The kinds of mistakes that the Kansas football program has largely avoided throughout the season hurt the Jayhawks in a big way Saturday night in Lubbock, Texas.
Two missed field goals and two turnovers by Kansas quarterback Jason Bean played a huge role in Texas Tech’s 43-28 win over Kansas that dropped the Jayhawks to 6-4 overall, 3-4 in Big 12 play and 1-4 in their last five games.
Box Score: Texas Tech 43, Kansas 28 ( .PDF )
As it has done all season, KU showed plenty of heart and fight to even be in the game after starting in a 24-7 hole. But it also felt like a game that Kansas will look back on as one it should have won.
Let’s not let the result of Saturday’s game — or any other game for that matter — overshadow one of the most important elements of what’s happening with this football program right now.
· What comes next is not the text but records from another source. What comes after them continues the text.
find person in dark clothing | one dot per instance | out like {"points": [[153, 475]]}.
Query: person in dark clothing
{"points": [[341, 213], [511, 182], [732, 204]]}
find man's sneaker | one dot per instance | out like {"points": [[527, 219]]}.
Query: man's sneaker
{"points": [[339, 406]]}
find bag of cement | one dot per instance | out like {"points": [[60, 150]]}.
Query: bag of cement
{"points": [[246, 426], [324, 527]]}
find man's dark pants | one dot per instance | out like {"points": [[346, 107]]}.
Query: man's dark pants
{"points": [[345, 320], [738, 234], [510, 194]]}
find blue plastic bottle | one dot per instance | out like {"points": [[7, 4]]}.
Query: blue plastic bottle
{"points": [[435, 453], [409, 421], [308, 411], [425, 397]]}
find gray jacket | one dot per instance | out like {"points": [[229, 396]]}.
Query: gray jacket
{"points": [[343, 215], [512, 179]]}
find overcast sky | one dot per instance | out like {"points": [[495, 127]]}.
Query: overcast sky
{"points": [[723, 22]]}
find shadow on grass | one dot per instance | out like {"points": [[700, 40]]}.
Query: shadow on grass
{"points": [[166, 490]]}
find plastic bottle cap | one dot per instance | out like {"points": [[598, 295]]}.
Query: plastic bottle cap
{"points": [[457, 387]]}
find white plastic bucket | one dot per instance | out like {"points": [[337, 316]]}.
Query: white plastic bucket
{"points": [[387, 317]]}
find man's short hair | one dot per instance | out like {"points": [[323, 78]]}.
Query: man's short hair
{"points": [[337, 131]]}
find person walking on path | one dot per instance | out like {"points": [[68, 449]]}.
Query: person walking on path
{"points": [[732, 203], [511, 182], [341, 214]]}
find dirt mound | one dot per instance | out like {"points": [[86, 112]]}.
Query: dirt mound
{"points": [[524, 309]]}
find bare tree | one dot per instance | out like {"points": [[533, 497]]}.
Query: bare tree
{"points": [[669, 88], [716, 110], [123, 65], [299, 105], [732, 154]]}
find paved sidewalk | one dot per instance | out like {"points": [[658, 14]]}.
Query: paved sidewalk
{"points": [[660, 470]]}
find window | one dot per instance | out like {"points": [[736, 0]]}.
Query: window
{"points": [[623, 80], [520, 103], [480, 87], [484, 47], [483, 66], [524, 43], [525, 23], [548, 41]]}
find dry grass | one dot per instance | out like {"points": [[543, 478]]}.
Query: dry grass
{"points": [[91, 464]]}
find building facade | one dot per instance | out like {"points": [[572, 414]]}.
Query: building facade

You’ve all known for a while that Devin Neal is a talented running back full of fire, fight and determination. But it’s time to recognize that he has a chance to go down as one of the greatest Kansas running backs of all time.
He’s still got some work to do to get there. But after what we’ve seen from Neal during the past two weeks — 414 yards on 56 carries as the absolute workhorse back for the Kansas offense — it’s not hard to see more monster days ahead for the Lawrence native.
Consider this: Entering this season, KU had just 19 200-yard rushing games in program history. Neal had No. 20 last week against Oklahoma State and came up just 10 yards shy of becoming the first Kansas player ever to top 200 yards rushing in consecutive games.
Credit the O-Line and KU’s play calling for some of that. But credit Neal for the bulk of it.
When you think Kansas running backs, who comes to mind?
Gale Sayers is automatic. Tony Sands, Jon Cornish, June Henley and John Riggins are likely. Brandon McAnderson and Jake Sharp were absolute gems during the program’s best years. And, if you’ve been paying attention during the recent lean years, you might think of James Sims and Pooka Williams Jr., as well.
By the time Neal’s done, he’ll be right in there with those guys. And, believe it or not, he’s already closing in on it.
Neal’s 190 yards on Saturday night pushed his total this season to 951 yards. That’s good for 17th on KU’s single-season rushing list.
With three games still to play this season, counting the bowl game — yeah, it’s still a little weird to write that — Neal has a realistic shot at climbing into the No. 4 spot on the single-season list.
Laverne Smith currently has that locked down, with his 1,181-yard season of 1974.
Looking at the even bigger picture, the No. 4 spot on KU’s career rushing list also appears to be in range. Smith also owns that, with 3,074 rushing yards from 1973-76.
Neal’s already halfway to that number in fewer than two full seasons, with 1,658 career rushing yards.
Like most of the players on this Kansas roster, Neal would trade all of those yards and individual achievements for team success.
But it’s still pretty cool that the Jayhawk who wears No. 4 has a pretty good shot of climbing into the No. 4 spot on both of KU’s most important rushing lists.
If he gets there, that will do plenty for the team’s success during the next couple of years.